Accurate analysis of structural differences and commonalities is of fundamental importance for understanding the structure, function, and evolution of biological macromolecules. For the past 40 years, structural analysis methods have relied on the biophysically unrealistic and restrictive least-squares criterion to find optimal superpositions. By developing probabilistic models of structural change that can take advantage of powerful maximum likelihood (ML) and Bayesian techniques, this proposed work will greatly expand our abilities to accurately superposition, align, and analyze structural conformations.
The specific aims of this work are (1) to develop Bayesian models and theory for superpositioning structural conformation, (2) develop ML and Bayesian models and theory for multiple structure-based alignment, and (3) develop and distribute computational tools that implement this ML and Bayesian structural analysis. ML and Bayesian structural analysis will provide many distinct advantages over current least-squares and other ad hoc methods, including (1) straight- forward estimates of the uncertainty in the solutions of estimated parameters, (2) elegant handling of uncertainty in structural data, (3) natural incorporation of disparate types of prior structural and molecular information, (4) easy examination of complex models of structural change and evolution, (5) rigorous testing of complex structural hypotheses, and (6) natural handling of missing structural data. While we concentrate specifically on the conformations of macromolecules, the methods proposed herein have broad mathematical generality and will impact not only molecular structural biology but also an unusually wide range of scientific fields, including any that compare the shapes and conformations of objects. The results developed from this work will be applicable to any entity that can be represented as a set of Cartesian points in a multi-dimensional space, whether the particular structures under study are proteins, skulls, MRI scans, geological strata, or even psychological profiles of human individuals.

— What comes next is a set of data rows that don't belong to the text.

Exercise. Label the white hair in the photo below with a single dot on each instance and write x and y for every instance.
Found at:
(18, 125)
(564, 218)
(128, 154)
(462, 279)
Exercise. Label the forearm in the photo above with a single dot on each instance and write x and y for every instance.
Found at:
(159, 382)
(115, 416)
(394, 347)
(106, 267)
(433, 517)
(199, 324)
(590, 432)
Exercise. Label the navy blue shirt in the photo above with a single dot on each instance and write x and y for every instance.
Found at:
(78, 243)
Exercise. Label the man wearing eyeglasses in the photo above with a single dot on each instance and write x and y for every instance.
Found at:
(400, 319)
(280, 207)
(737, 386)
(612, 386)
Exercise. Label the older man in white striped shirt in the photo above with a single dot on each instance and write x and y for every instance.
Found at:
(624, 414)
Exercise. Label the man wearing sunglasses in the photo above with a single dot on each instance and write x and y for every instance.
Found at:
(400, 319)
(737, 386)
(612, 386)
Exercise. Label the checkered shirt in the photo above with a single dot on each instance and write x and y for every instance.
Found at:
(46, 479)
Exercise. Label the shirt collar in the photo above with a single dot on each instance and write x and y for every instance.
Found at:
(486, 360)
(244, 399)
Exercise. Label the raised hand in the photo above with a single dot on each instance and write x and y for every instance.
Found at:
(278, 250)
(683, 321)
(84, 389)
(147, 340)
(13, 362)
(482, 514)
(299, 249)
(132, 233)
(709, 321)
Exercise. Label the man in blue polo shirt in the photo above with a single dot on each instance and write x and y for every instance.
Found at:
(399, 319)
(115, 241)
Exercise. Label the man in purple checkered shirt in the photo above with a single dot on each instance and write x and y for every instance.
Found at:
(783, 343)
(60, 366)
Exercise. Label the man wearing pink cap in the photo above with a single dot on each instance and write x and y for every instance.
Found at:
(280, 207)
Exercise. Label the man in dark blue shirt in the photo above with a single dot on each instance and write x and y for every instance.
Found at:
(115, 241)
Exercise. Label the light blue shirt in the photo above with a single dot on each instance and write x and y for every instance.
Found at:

Measuring, analyzing, and comparing the shapes and conformations of the structures of objects is of fundamental importance in many diverse scientific fields. Our particular focus is the development of likelihood and Bayesian methods for the comparison and analysis of multiple three-dimensional macromolecules. While we concentrate specifically on the conformations of macromolecules, the methods proposed herein will be generally applicable to any entity that can be represented as a set of Cartesian points in a multi-dimensional space, whether the particular structures under study are proteins, skulls, MRI scans, geological strata, or even psychological profiles of human individuals.